Effortless just-in-time compilation of Python functions, powered by Cython.

Installation

Cycept is available on PyPi:

python -m pip install cycept

Cycept requires Python 3.9 or later.

To run Cycept a C compiler needs to be installed on the system.

• On Linux you may install GCC (Debian-like distros: sudo apt install build-essential).
• On macOS you may install Xcode.
• On Windows you may install MSVC.

Quick demo

"""Comparison of Python function JITs

Below we implement the sample function sum((a - b)**2) where a and b
are both 2D NumPy arrays. The following strategies are implemented and
compared against each other:
* Pure Python (baseline)
* NumPy
* Cycept JIT
* Cython JIT
* Numba JIT
"""

from time import time
import numpy as np

a = np.random.random((2_000, 3_000))
b = np.random.random((2_000, 3_000))

# Pure Python
def func(a, b):
    x = 0
    for i in range(a.shape[0]):
        for j in range(a.shape[1]):
            x += (a[i, j] - b[i, j])**2
    return x
tic = time()
result = func(a, b)
toc = time()
t_ref = toc - tic
print(f'Pure python: {result:<18} in {t_ref:.3e} s')

# NumPy
def func_numpy(a, b):
    return np.sum((a - b)**2)
tic = time()
result = func_numpy(a, b)
toc = time()
t = toc - tic
print(f'NumPy:       {result:<18} in {t:.3e} s ({int(t_ref/t)}x)')

# Cycept
import cycept
@cycept.jit
def func_cycept(a, b):
    x = 0
    for i in range(a.shape[0]):
        for j in range(a.shape[1]):
            x += (a[i, j] - b[i, j])**2
    return x
func_cycept(a[:1, :1], b[:1, :1])  # to compile
tic = time()
result = func_cycept(a, b)
toc = time()
t = toc - tic
print(f'Cycept:      {result:<18} in {t:.3e} s ({int(t_ref/t)}x)')

# Cython
import cython
@cython.compile
def func_cython(a, b):
    x = 0
    for i in range(a.shape[0]):
        for j in range(a.shape[1]):
            x += (a[i, j] - b[i, j])**2
    return x
func_cython(a[:1, :1], b[:1, :1])  # to compile
tic = time()
result = func_cython(a, b)
toc = time()
t = toc - tic
print(f'Cython:      {result:<18} in {t:.3e} s ({int(t_ref/t)}x)')

# Numba
import numba
@numba.jit
def func_numba(a, b):
    x = 0
    for i in range(a.shape[0]):
        for j in range(a.shape[1]):
            x += (a[i, j] - b[i, j])**2
    return x
func_numba(a[:1, :1], b[:1, :1])  # to compile
tic = time()
result = func_numba(a, b)
toc = time()
t = toc - tic
print(f'Numba:       {result:<18} in {t:.3e} s ({int(t_ref/t)}x)')

Running the above results in something similar to

Pure python: 1000265.9355757801 in 2.316e+00 s
NumPy:       1000265.9355757139 in 2.967e-02 s (78x)
Cycept:      1000265.9355757138 in 6.429e-03 s (360x)
Cython:      1000265.9355757801 in 7.103e-02 s (32x)
Numba:       1000265.9355757801 in 7.376e-03 s (314x)

For scientific codebases in the wild, code of the NumPy style is the most widespread.

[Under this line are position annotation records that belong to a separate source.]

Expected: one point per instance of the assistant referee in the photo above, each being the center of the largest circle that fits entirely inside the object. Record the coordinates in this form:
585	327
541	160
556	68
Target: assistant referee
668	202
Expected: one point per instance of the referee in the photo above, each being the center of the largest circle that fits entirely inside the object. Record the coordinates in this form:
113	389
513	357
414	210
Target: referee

However, writing out the loops while adding a JIT can often lead to dramatic performance improvements, even when compared to NumPy. A further benefit of this is a reduced memory footprint, as no temporary arrays are created behind the scenes by the computation.

See the help info on cycept.jit for optional arguments:

python -c 'import cycept; help(cycept.jit)'

Test suite

The code contains a unit test suite which may be run as

python -c "import cycept; cycept.test()"

This requires pytest to be installed (python -m pip install pytest).

What's up with the name?

'Cycept' is an amalgamation of 'Cython' and 'CONCEPT', the latter of which is a cosmological simulation code that makes heavy use of code transformation, both custom and through Cython. As the author of both projects, Cycept is my attempt to extract some of the code transformation ideas buried within CONCEPT, making them available within an easy-to-use library. Though no code is shared between the projects, in many respects Cycept can be considered a spiritual descendant of CONCEPT.